A 2011 study found “parasitism of Fraser sockeye increased significantly after the juvenile fish passed by fish farms.”
Meanwhile sea lice infestations have again reached high levels in the Broughton Archipelago or Musgamagw Dzawada’enuxw territory on the B.C. coast, according to independent biologist and activist Alexandra Morton.
In a June 12 letter to Fisheries and Oceans Canada, Morton reported that more than 85 per cent of the juvenile salmon exiting the archipelago are infected with sea lice and that many are over the lethal limit established by the federal department.
Morton or a crew of hired researchers has been sampling wild fish for lice in the region every year since 2001.
“It is important to note that the sea lice levels we are documenting this year are comparable to levels that triggered the enormous effort in the early 2000s to control lice on the farms,” wrote Morton.
Morton first raised the alarm about sea lice infestations on fish farms and their impact on wild salmon in 2001. As a result, First Nations and NGOs pressed government and industry to study sea lice as well as the collapse of pink salmon runs in the Broughton.
In 2010 industry agreed under the Broughton Archipelago Management Plan to improve monitoring of sea lice conditions on their feedlots and to treat their facilities prior to the migration of young wild salmon in the spring.
For several years that program appeared to lessen the impact on wild salmon, but in the last two years sea lice infestations have worsened, according to one peer-reviewed study and Morton’s data.
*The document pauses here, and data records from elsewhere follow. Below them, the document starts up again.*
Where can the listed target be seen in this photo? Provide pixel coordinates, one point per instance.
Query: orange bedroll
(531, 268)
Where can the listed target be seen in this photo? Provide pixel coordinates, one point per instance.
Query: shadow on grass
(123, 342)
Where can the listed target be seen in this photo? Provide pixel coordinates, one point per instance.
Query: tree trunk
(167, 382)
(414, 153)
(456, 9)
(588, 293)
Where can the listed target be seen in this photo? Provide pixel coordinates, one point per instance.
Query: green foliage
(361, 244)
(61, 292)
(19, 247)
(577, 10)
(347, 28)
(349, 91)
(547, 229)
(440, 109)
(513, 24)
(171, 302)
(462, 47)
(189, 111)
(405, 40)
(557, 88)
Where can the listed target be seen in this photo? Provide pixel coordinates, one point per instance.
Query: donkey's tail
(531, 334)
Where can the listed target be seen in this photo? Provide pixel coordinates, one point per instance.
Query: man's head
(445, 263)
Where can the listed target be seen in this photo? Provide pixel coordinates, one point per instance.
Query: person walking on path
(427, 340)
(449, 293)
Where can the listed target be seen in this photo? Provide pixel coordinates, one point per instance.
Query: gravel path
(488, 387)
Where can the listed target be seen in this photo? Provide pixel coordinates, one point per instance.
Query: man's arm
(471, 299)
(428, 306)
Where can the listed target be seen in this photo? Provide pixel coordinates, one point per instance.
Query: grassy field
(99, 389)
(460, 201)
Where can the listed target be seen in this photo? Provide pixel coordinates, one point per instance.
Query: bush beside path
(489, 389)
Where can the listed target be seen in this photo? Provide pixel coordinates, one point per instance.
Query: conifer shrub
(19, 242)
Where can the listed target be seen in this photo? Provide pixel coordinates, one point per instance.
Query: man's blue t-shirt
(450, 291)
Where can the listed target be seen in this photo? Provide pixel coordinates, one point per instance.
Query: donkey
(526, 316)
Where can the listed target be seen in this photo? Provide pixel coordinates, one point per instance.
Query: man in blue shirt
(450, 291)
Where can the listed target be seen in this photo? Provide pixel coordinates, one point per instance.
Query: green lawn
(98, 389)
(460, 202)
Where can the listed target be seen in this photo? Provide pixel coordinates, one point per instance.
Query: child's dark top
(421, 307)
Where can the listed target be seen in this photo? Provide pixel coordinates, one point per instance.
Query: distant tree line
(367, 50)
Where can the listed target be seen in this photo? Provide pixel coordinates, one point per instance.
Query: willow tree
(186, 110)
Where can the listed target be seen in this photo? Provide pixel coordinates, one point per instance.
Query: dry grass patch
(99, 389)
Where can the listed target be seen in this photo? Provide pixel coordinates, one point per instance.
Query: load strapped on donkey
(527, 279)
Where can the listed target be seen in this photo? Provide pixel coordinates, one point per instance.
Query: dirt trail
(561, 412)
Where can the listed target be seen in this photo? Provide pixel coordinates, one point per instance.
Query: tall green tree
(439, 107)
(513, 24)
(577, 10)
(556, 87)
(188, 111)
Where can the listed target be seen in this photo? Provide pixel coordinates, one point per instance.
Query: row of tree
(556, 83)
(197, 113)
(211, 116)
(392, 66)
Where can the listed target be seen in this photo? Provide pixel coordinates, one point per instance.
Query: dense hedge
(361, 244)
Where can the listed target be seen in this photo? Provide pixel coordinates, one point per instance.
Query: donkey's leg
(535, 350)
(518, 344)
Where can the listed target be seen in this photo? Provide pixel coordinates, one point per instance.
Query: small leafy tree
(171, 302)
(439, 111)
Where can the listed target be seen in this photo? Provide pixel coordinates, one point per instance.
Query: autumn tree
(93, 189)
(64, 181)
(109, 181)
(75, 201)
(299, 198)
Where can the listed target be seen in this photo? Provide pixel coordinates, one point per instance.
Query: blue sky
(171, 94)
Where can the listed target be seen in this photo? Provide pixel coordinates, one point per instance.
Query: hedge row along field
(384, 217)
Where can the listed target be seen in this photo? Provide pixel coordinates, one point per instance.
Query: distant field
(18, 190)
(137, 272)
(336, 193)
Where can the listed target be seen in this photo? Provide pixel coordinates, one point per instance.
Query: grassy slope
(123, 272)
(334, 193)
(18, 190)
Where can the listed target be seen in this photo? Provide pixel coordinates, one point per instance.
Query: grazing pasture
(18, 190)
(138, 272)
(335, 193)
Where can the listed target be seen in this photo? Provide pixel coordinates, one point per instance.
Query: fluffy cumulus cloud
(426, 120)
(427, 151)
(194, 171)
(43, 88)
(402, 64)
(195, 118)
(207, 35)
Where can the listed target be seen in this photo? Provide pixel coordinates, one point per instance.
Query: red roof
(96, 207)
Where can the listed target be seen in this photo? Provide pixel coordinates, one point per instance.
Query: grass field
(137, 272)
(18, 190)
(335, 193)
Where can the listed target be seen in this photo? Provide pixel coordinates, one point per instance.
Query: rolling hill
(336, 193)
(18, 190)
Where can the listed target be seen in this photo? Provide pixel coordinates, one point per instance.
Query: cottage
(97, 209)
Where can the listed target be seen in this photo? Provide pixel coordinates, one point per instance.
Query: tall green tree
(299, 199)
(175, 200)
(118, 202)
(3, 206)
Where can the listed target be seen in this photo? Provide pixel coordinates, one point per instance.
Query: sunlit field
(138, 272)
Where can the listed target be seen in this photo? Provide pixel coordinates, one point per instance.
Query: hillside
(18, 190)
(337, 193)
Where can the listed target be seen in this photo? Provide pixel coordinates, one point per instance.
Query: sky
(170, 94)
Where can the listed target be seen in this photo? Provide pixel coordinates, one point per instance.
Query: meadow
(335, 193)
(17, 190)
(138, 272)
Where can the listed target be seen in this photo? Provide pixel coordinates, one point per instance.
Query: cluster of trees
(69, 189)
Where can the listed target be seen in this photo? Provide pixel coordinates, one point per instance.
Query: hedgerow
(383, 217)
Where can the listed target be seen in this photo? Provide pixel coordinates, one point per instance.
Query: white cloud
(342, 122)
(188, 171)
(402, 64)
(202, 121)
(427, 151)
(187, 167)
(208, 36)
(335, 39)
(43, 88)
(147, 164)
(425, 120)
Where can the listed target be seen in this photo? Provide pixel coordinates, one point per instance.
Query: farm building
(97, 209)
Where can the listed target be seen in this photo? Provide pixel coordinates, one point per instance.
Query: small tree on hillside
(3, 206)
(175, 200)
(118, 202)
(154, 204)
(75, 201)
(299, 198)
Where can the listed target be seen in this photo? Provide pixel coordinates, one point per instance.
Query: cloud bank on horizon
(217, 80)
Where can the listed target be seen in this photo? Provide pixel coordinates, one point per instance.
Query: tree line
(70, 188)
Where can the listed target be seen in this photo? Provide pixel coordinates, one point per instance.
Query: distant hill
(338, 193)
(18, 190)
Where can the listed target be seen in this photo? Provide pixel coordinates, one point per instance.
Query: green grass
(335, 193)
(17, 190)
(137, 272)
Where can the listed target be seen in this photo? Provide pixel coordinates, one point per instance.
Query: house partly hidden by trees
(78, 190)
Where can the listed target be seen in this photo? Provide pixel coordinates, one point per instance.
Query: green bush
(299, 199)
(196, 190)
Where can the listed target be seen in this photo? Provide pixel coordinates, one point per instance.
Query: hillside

Around the world sea lice have become a plague for the fish farm industry due to warming waters and growing resistance to chemical treatments.
In addition the high densities of farmed fish kept in open net pens also increase opportunities for parasites and diseases to amplify and spread.
The cost of battling sea lice at fish farming giant Marine Harvest’s global operations has surged by more than 30 per cent over the last year.
Intensive feedlot operations in Scotland and Norway have been particularly hard hit by lice infestations.
Marine Harvest CEO Alf-Helge Aarskog has explained that “poorly managed fish farming systems can lead to a high frequency of diseases and increased use of antibiotics or other medicines, including medication to combat sea lice, the industry’s main challenge at present.”
A 2014 study by Irish and Norwegian researchers “concluded that salmon farming increases the abundance of lice in marine habitats and that, despite the control measures routinely applied by the salmon aquaculture industry, salmon lice in intensively farmed areas have negatively impacted wild sea trout populations by reducing growth and increasing marine mortality.”
The BC Salmon Farmers Association maintains that sea lice levels have little to do with the location or population density of their operations but “are significantly linked with ocean conditions and variations in wild hosts.”
More than 50 researchers recently concluded that global aquaculture industry had reached a “crisis” because losses to aquatic diseases including sea lice, viruses and bacteria now cost the industry $6 billion a year.